No es suficiente para equivocarse vivir entre los cerros, leer todos los días un conocido diario local o escuchar las elucubraciones del Gobernador de la Provincia en un programa de televisión. Hay que perdonarlos, porque también se equivocan los filósofos que acuden todos los días a la Sorbona, los tertulianos de las radios españolas, los analistas de la BBC y los brokers de Wall Street. No veo razón para pensar que mi propia interpretación de los cambios del mundo sea la buena.
Como no tengo nada que perder en este aspecto (mi ridículo no será mayor que el de otros muchos más importantes que yo), diré que lo que hace falta en la Argentina es la creación de una renta básica universal de carácter incondicional, que fusione de una vez la miríada de parches sociales en forma de planes de asistencia y que se articule provechosamente con los impuestos que pagan aquellos ciudadanos que tienen una mayor capacidad contributiva.
La idea no es mía sino del pintor suizo Enno Schmidt, quien considera que en los tiempos en que vivimos es un error seguir vinculando los ingresos de las personas con su trabajo. Para Schmidt y muchos otros teóricos partidarios de la renta básica universal e incondicional, el desarrollo futuro de la vida social es un objetivo irrenunciable.
Es una realidad innegable que el desarrollo tecnológico está dejando cada vez más gente fuera del mundo formal del trabajo (del trabajo sindicalizado y superprotegido surgido de la segunda revolución industrial y el Estado del bienestar). Pronto, una buena parte de los que hoy trabajan de esa forma serán reemplazados por robots. Este no es un escenario futurista. Está sucediendo ya mismo, como lo pone de manifiesto la reivindicación de los sindicatos españoles para que los robots paguen su cuota a la seguridad social. Pero no para cambiarles el aceite, sino para que los que no son robots puedan educarse, tener viviendas dignas y cuidar de su salud, así como para que los mayores puedan seguir cobrando su jubilación.
El mercado no será suficiente para dar empleo a todos, y la revolución tecnológica en marcha no creará tantos oficios y competencias nuevas como se prevía hace tan solo unos años atrás.
Salvo que alguien quiera que nos matemos los unos a los otros, el Estado deberá hacerse cargo de todos aquellos que no tienen ni la más mínima oportunidad de procurarse rentas con un trabajo.
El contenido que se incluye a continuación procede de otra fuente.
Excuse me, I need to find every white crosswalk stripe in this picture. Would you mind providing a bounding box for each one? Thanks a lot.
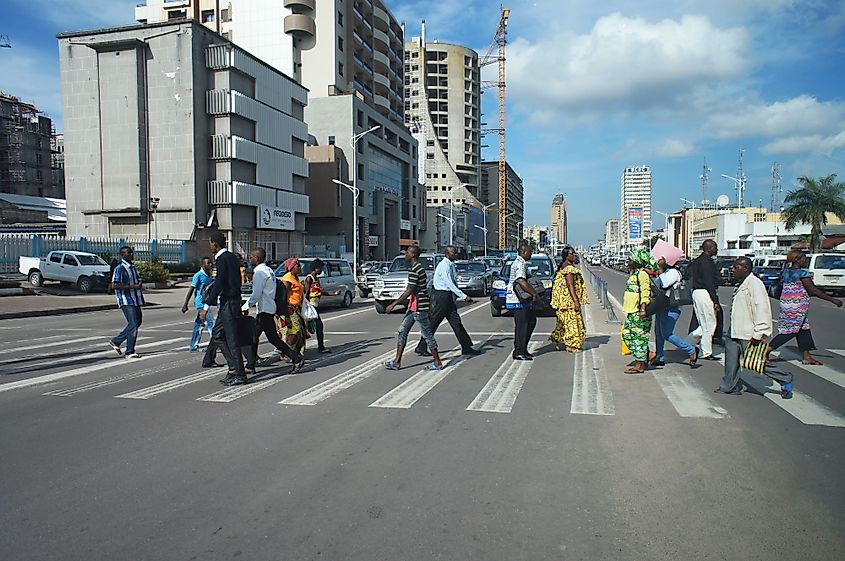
[0,337,185,393]
[466,341,543,413]
[197,341,369,403]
Y esto solo se puede hacer de dos maneras: (1) hinchando las administraciones públicas de personas que no saben hacer nada, excepto abrir puertas, mascar chicle y cobrar el sueldo (de ñoquis presenciales) y (2) dándole a estas mismas personas las mismas rentas (o parecidas), pero sin obligación de trabajar, sin tener que cumplir horarios y relevándoles del cumplimiento unas tareas más ficticias que reales.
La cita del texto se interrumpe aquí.